Zild Voice is a real-time AI voice automation system built on the Zild Platform. It enables:
  • Inbound AI call handling
  • Outbound AI calls (if configured)
  • Dynamic conversation routing
  • Backend integration during calls
  • Human escalation

Architecture

Zild Voice follows this execution model: Call → Telephony Provider → App → Agent → Workflow → Audio Response

1. Telephony Layer

Calls arrive through:
  • SIP trunk
  • Twilio Voice
The telephony provider sends webhook events to Zild.

2. Speech Processing

During a live call:
  1. Caller speech is converted to text (STT)
  2. Text is processed by the Agent
  3. Agent generates response
  4. Response is converted to speech (TTS)
  5. Audio is streamed back to caller
This loop continues in real time.

3. Agent Layer

Voice agents use the same AI engine as Zild Assist.

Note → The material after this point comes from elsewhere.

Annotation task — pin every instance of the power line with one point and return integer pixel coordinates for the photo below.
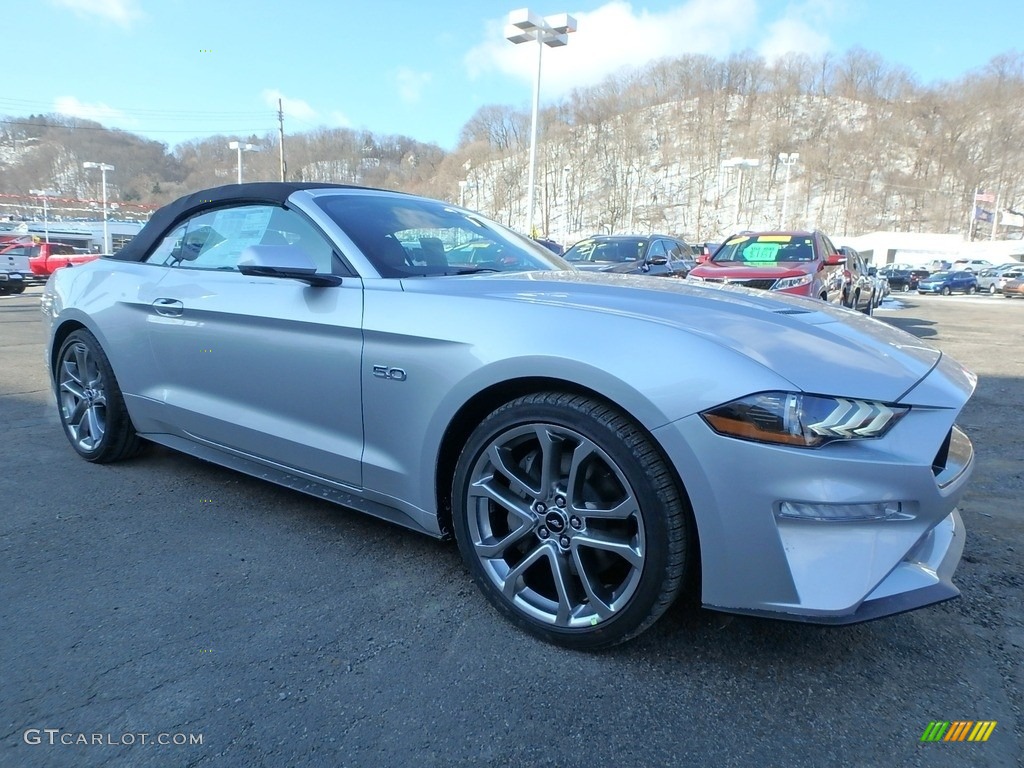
(188, 131)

They can:
  • Maintain memory
  • Execute tools
  • Query databases
  • Trigger workflows
  • Transfer calls
Voice-specific instructions improve clarity and brevity.

Enterprise Capabilities

Zild Voice supports:
  • Tenant isolation
  • Role-based access
  • Escalation routing
  • Call logging
  • Transcript storage
  • Integration auditing
Voice interactions follow the same security boundaries as messaging channels.